Abstract
我々の環境中に存在する化学物質の何千もの生殖毒性を識別することは環境衛生の分野で最も食欲をそそる課題の一つとなっている。これは、(1)正確に生殖過程のキーの機能を再現し、(2)脊椎動物の多数を必要とせず、ハイスループット様式に、中で行うことができ、モデル系の不足に一部起因する。
ここでは、線虫C.でのアッセイを説明異数性胚の誘導を監視することにより、生殖細胞系の毒物の迅速な同定を可能にする虫 。 GFPレポーターラインを利用することにより、生殖細胞の破壊に起因する染色体分離におけるエラーは、容易に自動化蛍光顕微鏡により可視化し、定量化される。
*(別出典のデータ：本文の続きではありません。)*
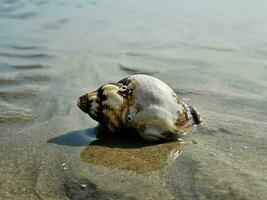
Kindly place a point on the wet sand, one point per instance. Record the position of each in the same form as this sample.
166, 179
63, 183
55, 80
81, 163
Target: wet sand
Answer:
52, 52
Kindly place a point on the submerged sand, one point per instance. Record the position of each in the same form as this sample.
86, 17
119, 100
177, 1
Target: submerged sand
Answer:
51, 53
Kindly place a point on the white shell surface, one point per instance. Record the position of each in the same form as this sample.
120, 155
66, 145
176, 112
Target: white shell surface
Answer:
160, 106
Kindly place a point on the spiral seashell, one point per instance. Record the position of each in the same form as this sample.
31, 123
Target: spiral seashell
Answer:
143, 103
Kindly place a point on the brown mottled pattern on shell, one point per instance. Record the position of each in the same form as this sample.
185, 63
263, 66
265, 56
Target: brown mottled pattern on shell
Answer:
182, 119
169, 135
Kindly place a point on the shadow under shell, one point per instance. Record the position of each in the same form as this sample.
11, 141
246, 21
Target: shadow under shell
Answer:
128, 152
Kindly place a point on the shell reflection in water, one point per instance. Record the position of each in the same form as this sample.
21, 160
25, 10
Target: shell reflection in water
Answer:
131, 153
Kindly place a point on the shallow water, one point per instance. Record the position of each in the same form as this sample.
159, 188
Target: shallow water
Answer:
213, 53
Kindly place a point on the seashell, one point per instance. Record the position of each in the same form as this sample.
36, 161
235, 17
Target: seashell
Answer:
143, 103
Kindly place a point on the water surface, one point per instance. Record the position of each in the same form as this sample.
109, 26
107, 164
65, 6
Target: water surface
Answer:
213, 53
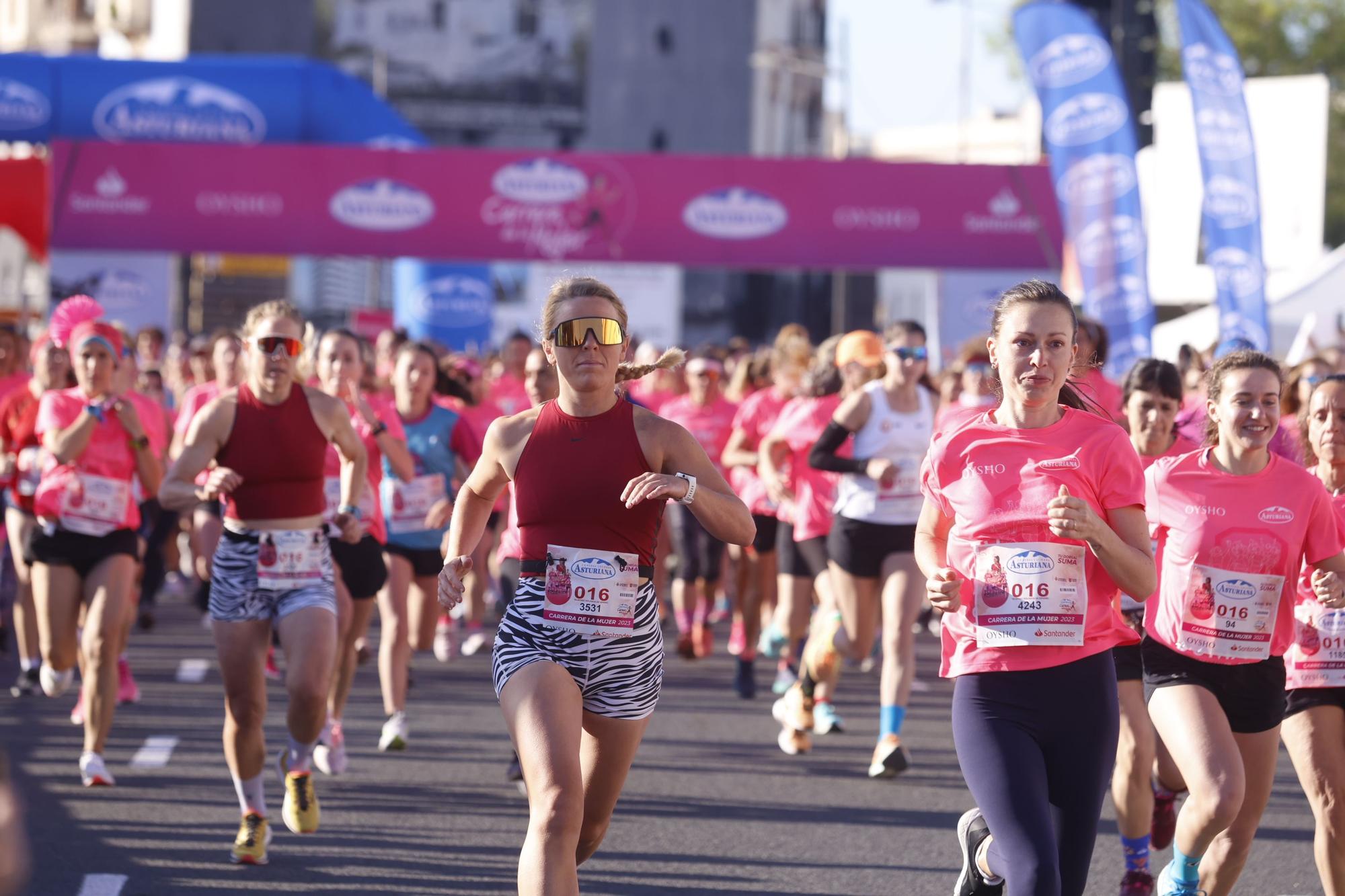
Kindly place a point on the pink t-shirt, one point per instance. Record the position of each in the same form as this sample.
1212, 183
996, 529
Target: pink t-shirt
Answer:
1316, 658
709, 424
1231, 552
93, 493
371, 507
996, 482
755, 417
801, 423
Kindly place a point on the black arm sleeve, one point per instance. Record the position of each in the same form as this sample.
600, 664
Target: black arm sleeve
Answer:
824, 455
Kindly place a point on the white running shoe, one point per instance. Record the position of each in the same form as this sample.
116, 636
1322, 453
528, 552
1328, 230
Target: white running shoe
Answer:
474, 642
396, 732
95, 772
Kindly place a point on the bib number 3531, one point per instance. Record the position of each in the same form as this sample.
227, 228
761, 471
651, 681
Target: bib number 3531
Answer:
591, 592
1031, 594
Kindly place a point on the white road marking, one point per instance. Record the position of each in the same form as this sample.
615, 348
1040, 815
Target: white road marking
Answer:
103, 884
154, 754
193, 670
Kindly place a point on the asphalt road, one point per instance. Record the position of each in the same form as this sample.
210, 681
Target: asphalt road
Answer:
712, 806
したがって、その毒性のための化合物の特定のセットのスクリーニングは、数日のうちに96の384ウェルプレート形式で実施することができる。正hの二次分析その染色体異常が減数分裂の破壊または初期胚染色体分配誤差に由来するかどうかを決定するために行うことができる。要するに、このアッセイは、化学物質曝露後の生殖細胞系の機能障害を迅速に評価するための迅速な初回通過戦略を表す。
Introduction
米国では商業用に登録さ約87000薬品、これらは潜在的な健康への影響1のためにテストされたのまだごく少数があります。テストされたもののうち、一部のみ、特に女性の生殖細胞の発生および分化の間、哺乳動物における早期の生殖イベントの変更を決定する際の困難さに一部起因生殖健康への影響について評価された。確かに、最初の減数分裂事象は、雌の哺乳類における胚発生の初期段階で行われ、スクリーニング目的に適した番号にアクセスして収集することは困難である。
生殖細胞は、世代間の重要なリンクを提供し、その適切な機能は、細胞の染色体分裂の複雑なプログラム減数分裂と呼ばれるの正確な実行に依存している。減数分裂プロセスの調節不全が減少生殖能力との産生をもたらす可能性染色体の異常な数の配偶子および胚は、条件が異数性と呼ばれる。減数分裂における染色体の分離エラーが人間の健康に非常に関連しています。染色体異常は1〜150で出生の頻度、21トリソミー、18と13だけでなく、最も一般的なタイプ2,3であるXとY染色体のエラーで、共通している。さらに、染色体の起源のものを含め先天性奇形は、環境の影響は、染色体分離や行動に影響を与えることができるという考えは5新しいものではないが、それでも十分に理解されていない米国4で乳児死亡の主要な原因である。それは人間の生殖能力、初期の開発および全体的な生殖に関する健康に干渉している私たちの環境に導入された化学物質のどの調査することが重要である。
哺乳動物モデルのこれらの制限に照らして、我々は、回虫生殖毒性を試験するためのハイスループットスクリーニングアッセイを開発した<EM> C。エレガンス。我々は、その小さなサイズ、低コスト、短い再生サイクル、生殖細胞の割合が高いと操作6の容易として一般的に使用される遺伝モデルシステムによって提供されるいくつかの重要な機能を動員している。ワームは、96ウェルプレートに、または大量の液体培養で増殖することができ、それらの透明性を直接蛍光レポーターを検出するためにプレート上に結像することができる。以下に記載のアッセイは、これらの特性を利用して、蛍光レポーターPxol-1を含むウォーム株を活用:: GFPの胚の異数性の生殖細胞を破砕した誘導を検出すること。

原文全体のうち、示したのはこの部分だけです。